Bream is in an increasingly unique dual role as a trainer, with football, as well as being an administrator. What he likes best, he said, is being hands-on.
“The one thing I learned from Jim Hochberg is that you have to put your hands on the athletes you are working with every day,” Bream said. “Anybody can say, ‘Go get in the whirlpool’ or ‘Get an ice bag.’ But you have to put your hands on them to have an idea of what is going on. That and the Golden Rule. We learned that here. I want to take care of them like I would want my daughters taken care of. You need to keep that in mind.”
These days, the issues that Bream and his team face most with college athletes involve mental health, proper diet and adequate sleep. The basics.
“Our goal is fairly simple, but incredibly complex,” he said. “Give the best possible care to student-athletes, support our coaches in any way we can and educate our students.”
Change has been rapid-fire since Bream returned to campus four years ago. Which, he said, makes his mission as a Penn Stater all the more important: “It’s us. It’s our place. It’s our job to teach that.”
A VIEW TO LIVE FOR
Sixteen-hour days don’t diminish that drive.
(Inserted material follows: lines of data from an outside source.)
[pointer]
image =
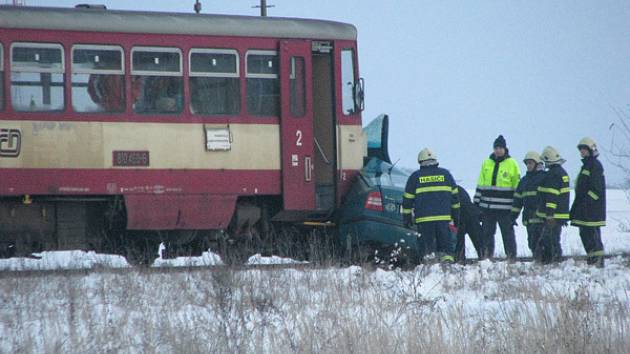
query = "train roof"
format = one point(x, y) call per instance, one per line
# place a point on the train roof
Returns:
point(102, 20)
Or responsibility. Or the appreciation. During 7-on-7 football camp a few weeks ago, Bream was out in the Penn State intramural fields, ostensibly watching the games.
In reality, though, he was admiring the view.
“I took a minute and looked around,” Bream said. “There was Beaver Stadium, the BJC, Holuba, Pegula. Across campus there was Old Main and the law school building was nearby.
“And as I was standing there, there were some student athletic trainers standing beside me. It was a beautiful evening and it hit me. I realized how lucky I was.”